Mais le Conseil national a fait mieux que ça: il a transmis la motion Walker Felix 02.3579 qui décide que, même sans tenir compte de la démographie, en refusant toute autre considération que le budget, la croissance des dépenses ne pourra pas excéder en 2004 les dépenses de cette année, indexation comprise.

Tout le monde sait que c'est aberrant. Alors, qu'est-ce qui se passe? Soit, au bout du compte, comme le dit le Conseil fédéral, on n'appliquera pas la décision du Conseil sur cette motion, soit on va arriver à une série de mesures assez bizarres: on va extraire du budget certains objets. Déjà, pour le tunnel du Saint-Gothard, on a dit qu'on allait créer un fonds spécial. Il y a une sorte d'aberration: on a un budget - non, on va créer un fonds spécial!

Maintenant, en matière de formation, là aussi des propositions sont faites pour l'extraire du budget. Le groupe écologiste soutiendra ces propositions parce qu'il trouve bien de dépenser de l'argent, et même beaucoup d'argent, puisqu'il soutient toutes les motions portant sur 6,5 pour cent de progression des dépenses pour la formation. Il votera certainement en faveur de cette progression et de ce traitement hors budget. Mais c'est une aberration du point de vue financier!

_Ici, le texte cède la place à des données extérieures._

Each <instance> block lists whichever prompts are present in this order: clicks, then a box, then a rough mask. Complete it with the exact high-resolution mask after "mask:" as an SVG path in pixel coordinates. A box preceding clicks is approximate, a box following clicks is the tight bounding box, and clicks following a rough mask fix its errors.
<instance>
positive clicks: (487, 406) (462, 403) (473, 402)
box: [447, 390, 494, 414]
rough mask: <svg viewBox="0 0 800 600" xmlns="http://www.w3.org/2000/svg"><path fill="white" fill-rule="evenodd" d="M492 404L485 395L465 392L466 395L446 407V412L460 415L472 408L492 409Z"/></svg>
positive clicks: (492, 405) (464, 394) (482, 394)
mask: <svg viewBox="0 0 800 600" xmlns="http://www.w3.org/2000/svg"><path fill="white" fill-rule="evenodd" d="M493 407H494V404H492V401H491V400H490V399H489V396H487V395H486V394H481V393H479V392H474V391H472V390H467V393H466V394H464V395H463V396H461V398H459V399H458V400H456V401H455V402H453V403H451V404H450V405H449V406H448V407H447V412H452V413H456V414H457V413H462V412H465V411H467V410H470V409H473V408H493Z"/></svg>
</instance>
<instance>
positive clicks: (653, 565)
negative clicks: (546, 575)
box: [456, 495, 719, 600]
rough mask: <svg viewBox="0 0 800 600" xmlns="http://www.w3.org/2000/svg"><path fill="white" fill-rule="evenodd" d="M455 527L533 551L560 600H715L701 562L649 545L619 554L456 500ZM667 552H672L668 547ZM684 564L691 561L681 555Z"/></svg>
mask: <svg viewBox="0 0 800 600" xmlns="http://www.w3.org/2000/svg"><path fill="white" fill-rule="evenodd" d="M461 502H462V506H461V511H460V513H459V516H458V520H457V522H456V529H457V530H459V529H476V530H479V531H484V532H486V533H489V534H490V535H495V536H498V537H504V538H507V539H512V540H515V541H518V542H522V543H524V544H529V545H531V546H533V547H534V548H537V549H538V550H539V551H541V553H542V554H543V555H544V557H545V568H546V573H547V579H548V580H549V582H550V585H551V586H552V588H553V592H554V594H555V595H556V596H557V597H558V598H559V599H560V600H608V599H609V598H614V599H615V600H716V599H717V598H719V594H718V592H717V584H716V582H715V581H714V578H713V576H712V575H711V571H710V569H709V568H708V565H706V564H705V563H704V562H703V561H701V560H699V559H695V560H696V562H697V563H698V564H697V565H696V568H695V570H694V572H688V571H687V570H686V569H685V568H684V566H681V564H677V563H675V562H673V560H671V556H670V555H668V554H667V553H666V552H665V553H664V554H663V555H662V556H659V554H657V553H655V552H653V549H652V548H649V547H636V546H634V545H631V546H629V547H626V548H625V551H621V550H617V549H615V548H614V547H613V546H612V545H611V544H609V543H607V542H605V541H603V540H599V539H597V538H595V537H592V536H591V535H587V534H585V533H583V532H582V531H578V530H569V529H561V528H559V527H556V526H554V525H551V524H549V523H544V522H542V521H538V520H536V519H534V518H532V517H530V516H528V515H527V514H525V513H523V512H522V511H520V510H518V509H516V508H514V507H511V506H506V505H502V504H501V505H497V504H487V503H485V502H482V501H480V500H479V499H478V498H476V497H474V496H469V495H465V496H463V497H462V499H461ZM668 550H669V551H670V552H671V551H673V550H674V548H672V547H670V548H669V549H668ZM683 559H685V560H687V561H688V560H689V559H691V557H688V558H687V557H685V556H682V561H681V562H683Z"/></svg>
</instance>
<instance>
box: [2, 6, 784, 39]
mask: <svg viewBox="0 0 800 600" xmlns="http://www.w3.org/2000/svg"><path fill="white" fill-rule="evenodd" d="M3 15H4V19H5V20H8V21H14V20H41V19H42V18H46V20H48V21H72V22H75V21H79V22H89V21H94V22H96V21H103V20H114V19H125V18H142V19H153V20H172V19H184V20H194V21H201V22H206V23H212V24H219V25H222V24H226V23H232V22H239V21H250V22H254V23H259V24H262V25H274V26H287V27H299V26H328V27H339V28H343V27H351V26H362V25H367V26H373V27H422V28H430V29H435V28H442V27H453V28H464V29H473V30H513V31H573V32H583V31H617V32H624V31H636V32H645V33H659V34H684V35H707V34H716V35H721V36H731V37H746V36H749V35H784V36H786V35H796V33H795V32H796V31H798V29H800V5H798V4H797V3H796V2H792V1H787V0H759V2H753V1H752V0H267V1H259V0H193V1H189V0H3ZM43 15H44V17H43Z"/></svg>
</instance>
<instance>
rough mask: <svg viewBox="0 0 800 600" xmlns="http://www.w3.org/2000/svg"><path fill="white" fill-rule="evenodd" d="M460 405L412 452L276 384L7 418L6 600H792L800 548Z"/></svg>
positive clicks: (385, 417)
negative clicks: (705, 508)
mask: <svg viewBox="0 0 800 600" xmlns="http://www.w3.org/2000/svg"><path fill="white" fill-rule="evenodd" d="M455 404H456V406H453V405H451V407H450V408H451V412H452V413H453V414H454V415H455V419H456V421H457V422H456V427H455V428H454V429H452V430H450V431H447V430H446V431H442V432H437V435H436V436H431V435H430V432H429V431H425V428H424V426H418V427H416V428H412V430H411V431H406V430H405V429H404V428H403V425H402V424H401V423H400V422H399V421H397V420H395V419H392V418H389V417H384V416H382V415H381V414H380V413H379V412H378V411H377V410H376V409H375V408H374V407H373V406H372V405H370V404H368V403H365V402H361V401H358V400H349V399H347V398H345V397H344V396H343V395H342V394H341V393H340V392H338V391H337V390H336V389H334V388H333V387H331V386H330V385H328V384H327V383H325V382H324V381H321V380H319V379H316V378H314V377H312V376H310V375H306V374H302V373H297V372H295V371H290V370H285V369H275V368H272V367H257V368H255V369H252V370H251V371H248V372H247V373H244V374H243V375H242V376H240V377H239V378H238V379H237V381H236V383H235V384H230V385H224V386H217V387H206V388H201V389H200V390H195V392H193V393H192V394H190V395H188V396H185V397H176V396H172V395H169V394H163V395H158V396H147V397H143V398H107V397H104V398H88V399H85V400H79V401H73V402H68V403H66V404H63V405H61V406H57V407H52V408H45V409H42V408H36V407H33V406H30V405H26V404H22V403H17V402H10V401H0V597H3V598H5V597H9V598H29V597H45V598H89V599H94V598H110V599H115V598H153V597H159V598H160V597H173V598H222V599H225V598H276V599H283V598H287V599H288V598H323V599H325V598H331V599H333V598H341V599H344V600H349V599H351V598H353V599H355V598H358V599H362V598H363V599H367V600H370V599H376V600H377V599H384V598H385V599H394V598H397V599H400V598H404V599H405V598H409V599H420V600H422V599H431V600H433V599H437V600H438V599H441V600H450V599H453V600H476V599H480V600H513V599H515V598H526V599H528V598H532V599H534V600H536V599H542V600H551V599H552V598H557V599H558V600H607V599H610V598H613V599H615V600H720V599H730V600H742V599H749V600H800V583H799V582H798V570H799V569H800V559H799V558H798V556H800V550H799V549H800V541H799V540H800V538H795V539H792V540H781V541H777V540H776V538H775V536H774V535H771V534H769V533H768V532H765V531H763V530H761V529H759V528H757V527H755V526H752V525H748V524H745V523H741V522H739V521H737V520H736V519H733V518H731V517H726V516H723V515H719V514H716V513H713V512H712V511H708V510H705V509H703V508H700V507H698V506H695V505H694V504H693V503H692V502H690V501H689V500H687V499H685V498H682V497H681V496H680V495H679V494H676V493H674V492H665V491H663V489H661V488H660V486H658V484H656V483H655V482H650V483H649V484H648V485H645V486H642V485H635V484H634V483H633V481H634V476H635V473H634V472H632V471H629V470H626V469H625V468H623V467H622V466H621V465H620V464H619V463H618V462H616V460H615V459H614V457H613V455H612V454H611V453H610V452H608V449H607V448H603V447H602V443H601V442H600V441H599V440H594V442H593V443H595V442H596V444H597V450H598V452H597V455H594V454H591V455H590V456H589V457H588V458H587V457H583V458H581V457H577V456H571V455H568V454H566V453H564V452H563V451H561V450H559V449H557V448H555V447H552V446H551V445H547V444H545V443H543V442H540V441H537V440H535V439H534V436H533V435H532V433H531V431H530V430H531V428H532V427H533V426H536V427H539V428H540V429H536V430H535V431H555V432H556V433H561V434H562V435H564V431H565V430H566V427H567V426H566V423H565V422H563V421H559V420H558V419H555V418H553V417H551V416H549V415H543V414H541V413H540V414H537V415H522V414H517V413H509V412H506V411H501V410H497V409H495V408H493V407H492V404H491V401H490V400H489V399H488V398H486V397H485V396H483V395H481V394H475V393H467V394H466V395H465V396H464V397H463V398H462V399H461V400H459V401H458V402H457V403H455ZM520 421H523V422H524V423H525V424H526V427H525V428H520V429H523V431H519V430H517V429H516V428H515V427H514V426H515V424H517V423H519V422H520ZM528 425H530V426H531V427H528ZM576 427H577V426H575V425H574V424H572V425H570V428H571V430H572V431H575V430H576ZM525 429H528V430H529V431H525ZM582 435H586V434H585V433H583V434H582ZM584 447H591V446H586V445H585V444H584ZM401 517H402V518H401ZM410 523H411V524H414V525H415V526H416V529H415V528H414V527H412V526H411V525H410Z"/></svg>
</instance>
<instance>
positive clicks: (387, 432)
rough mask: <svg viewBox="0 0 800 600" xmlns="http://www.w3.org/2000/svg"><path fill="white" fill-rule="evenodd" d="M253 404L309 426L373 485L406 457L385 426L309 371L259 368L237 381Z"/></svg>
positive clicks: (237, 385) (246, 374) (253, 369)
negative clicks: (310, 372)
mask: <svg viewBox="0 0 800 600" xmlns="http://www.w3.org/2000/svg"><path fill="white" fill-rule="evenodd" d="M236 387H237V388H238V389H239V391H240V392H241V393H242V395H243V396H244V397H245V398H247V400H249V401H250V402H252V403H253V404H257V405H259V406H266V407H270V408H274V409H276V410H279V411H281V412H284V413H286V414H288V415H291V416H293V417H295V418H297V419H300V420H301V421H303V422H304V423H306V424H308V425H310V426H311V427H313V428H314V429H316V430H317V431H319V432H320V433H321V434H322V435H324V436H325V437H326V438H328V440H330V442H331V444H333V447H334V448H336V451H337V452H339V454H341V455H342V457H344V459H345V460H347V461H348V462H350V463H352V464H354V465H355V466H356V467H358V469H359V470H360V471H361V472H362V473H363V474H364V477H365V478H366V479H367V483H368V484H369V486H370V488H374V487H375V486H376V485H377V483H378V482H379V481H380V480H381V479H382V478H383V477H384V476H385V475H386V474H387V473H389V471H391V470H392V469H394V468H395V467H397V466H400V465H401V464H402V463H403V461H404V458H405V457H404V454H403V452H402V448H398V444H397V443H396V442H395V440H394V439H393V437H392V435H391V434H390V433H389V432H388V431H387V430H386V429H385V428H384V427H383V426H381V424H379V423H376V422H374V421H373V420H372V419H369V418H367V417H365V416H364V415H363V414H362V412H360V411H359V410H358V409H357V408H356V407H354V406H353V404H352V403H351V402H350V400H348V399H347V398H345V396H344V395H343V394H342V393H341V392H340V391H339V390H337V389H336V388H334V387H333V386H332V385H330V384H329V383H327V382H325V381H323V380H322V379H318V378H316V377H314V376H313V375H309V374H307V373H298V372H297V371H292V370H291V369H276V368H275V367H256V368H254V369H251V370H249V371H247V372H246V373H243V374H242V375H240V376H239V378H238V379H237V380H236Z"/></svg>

Et qu'est-ce qui va se passer à la fin de l'année? Vous allez avoir la Commission des finances qui commencera à remettre en question ce qui aura été voté par le Conseil durant toute l'année. Et sur le budget pour l'année 2004, en décembre prochain, on va avoir des débats gargantuesques sur: où économiser? Or, qu'est-ce qui va se passer? Si vraiment on veut mettre plus là et qu'on se met des garrots tels que la motion Walker Felix 02.3579, on va devoir économiser ailleurs. Alors où? Il n'y a pas cinquante moyens: ce sera ou l'environnement, ou les transports, ou l'agriculture, ou le social, ou peut-être même l'armée. Peut-être que certains seront contents d'économiser ici plutôt que là, mais il n'y a pas cinquante moyens d'économiser.

J'essaie simplement d'attirer votre attention sur la contradiction inhérente à ce Conseil depuis que j'y suis. D'une part, on préconise des économies absolument sur tous les plans, avec en plus la volonté de réduire les recettes avec le paquet fiscal qui sera voté prochainement; d'autre part, on veut augmenter certaines dépenses, à juste titre! J'essaie simplement d'attirer votre attention sur la nécessité d'examiner de manière plus cohérente le budget. C'est un acte politique fondamental. Arrêtons d'avoir une théorie des économies, une théorie de la fiscalité qui n'est souvent pas en rapport avec les nécessités politiques de la population suisse et des choix qu'on aimerait faire pour les générations à venir.